Salí corriendo diez o quince pasos con el corazón desbocado y volví a mirar para atrás: el gamín me miró con rabia un momento y prosiguió con su movimiento insistente de dedo a la mamá. Me quede paralizadó. Pero al final, el hombre perdió el interés en la señora y siguió caminando. La señora entró a un edificio sin volverse a mirarme. La escena era una de las grandes fantasías de mi infancia hecha pedazos. En esas yo sabía mandarle una patada al peligroso infractor de la ley, lo noqueaba y la señora se derrumbaba en lágrimas extasiada por mi virtud. Estoy también seguro que casi todos los niños debieron haber soñado lo mismo.

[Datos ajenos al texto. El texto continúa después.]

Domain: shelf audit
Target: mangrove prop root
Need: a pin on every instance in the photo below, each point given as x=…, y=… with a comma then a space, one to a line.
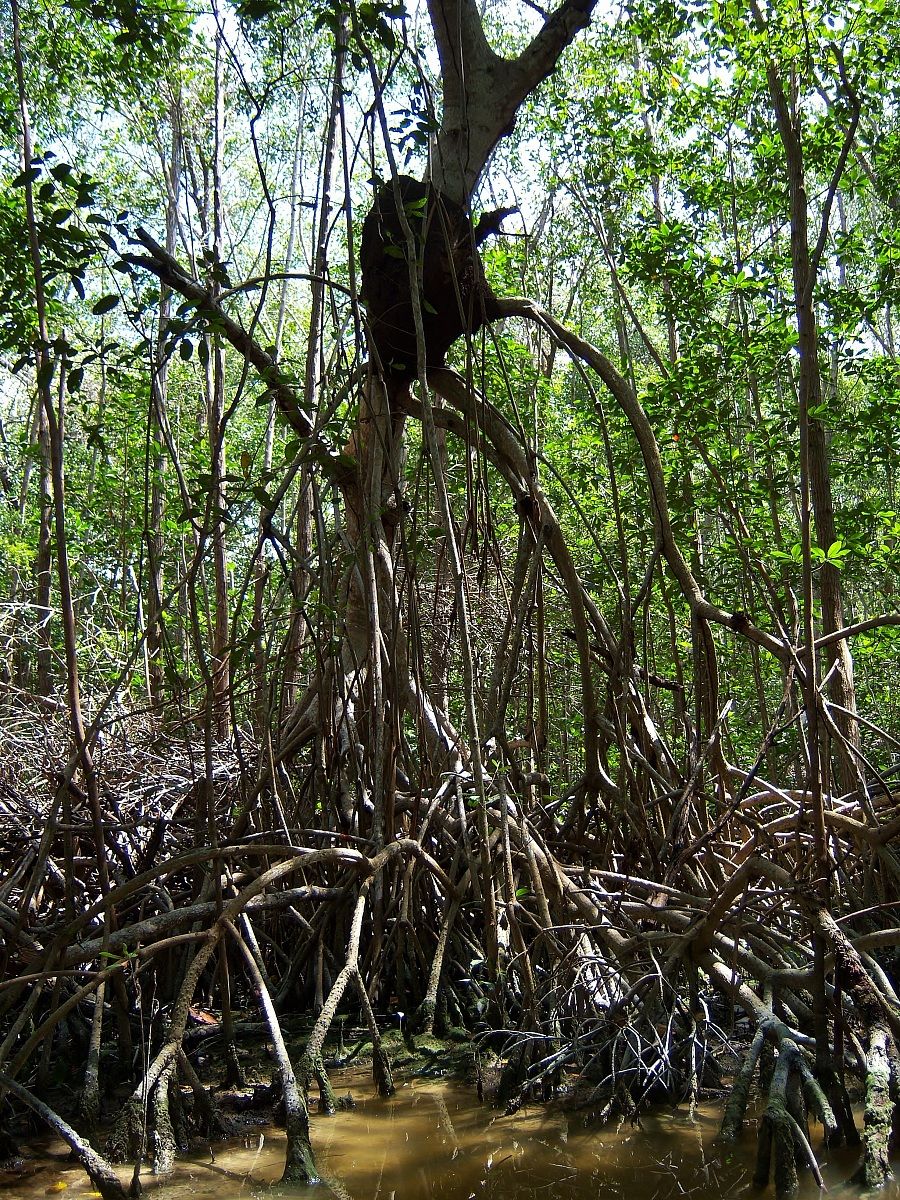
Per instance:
x=875, y=1168
x=736, y=1108
x=101, y=1173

El inmoral infractor, la brutal violencia que se merece y la recompensa anhelada. Hollywood, al final, es la mayor universidad del mundo. Incluso cuando el hombre ya se había ido trastabillando entre la masa humana de la sesenta y cinco no me basto dejarlo ser. Me acerqué a un celador de metro ochenta y el arma mortal cruzada en el pecho y le alcancé a balbucear en el lenguaje del sapo unas palabras torpes. Creo que ni me miró.
Me fui temblando para mi casa. Porque esa vez pude haber sido yo el héroe, haber hecho un cambio en esta ciudad en que pican gente y la vida no vale nada, ayudar a que la mujer se sintiera menos sola, enseñarle a los niños que el mundo estaba lleno de buenas personas. O me pude haber muerto y entonces nombrarían esa calle en mi honor y en el de todos los ciudadanos de bien. Bajando el puente de la calle Colombia, a unas dos cuadras de mi casa vive un man con un ojo azul y el otro cerrado, la cuenca vacía misericordiosamente lejana de los oficinistas de Surámericana que pasan por ahí. Me pedía plata en un vaso de plástico para aguardiente.

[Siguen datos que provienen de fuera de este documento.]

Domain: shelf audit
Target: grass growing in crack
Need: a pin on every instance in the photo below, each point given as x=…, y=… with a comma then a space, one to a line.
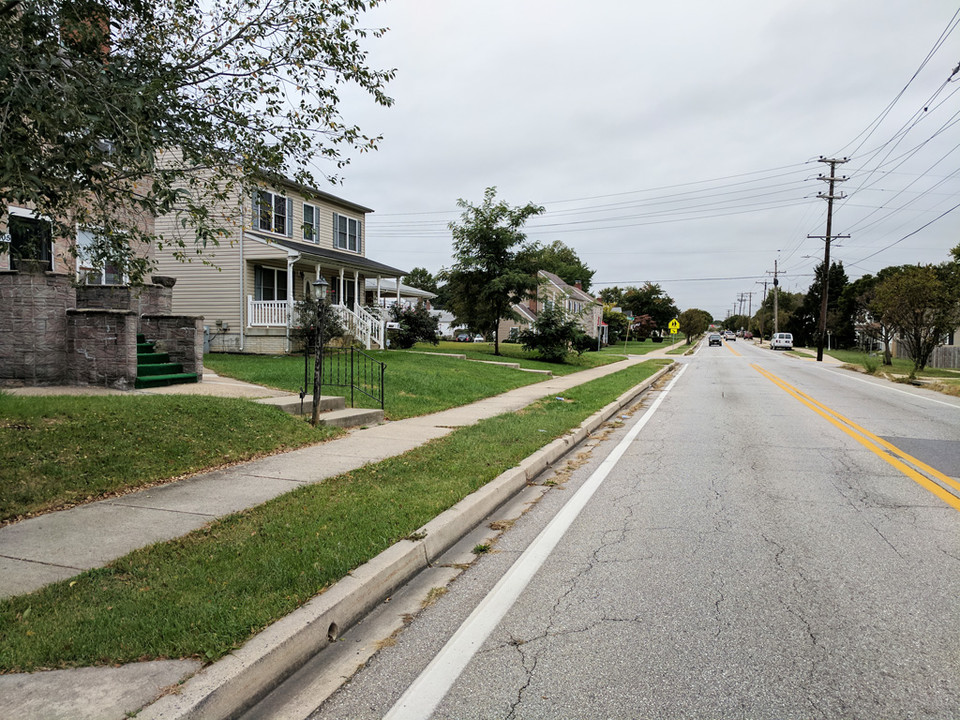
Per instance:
x=205, y=594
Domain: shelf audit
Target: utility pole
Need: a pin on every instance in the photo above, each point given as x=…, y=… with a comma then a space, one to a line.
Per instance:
x=762, y=301
x=825, y=288
x=776, y=297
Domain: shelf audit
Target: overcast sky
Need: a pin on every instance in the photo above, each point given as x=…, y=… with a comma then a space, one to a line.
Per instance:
x=674, y=142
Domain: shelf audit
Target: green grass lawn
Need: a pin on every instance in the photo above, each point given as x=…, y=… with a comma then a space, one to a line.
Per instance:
x=61, y=450
x=413, y=383
x=207, y=593
x=900, y=366
x=641, y=347
x=513, y=352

En el ojo azul que le queda ya no había rastro de prejuicios o sustos. De pronto la alegría ocasional de los parceros que le quedan vivos o del pase. Me rebusqué en los bolsillos temblando pero ya no tengo plata. Federico Gutiérrez, por el que estadísticamente es muy probable que haya sido elegido por la madre atracada. (O por mí) Dijo que no quería más zonas de confort para la criminalidad. Que quienes deben sentirse seguros son los ciudadanos y no los criminales. ¿Cómo sería la escena si él hubiese sido el atracado? ¿un escolta le hubiese pegado un tiro al gamín? ¿los hijos de Gutiérrez lo mirarían todo con la mirada vacía? Esa noche nadie se acordaría de él. Los amigos lo mentarían cuando no lo vuelvan a ver más, uno menos de las más de tres mil personas en esta ciudad que no pagan impuestos, no eligen alcaldes, aterran mamás y me hacen correr.
Seguro que si mañana paso por el puente va a estar el Tuerto con la mirada fija en mí. Puede que si tengo suerte lo vea conversando o alegando a grito pelado con el atracador de mamás ¿será que ahí les daré plata? ¿ o saludo? ¿o qué o qué? ¿Entonces qué, Superman?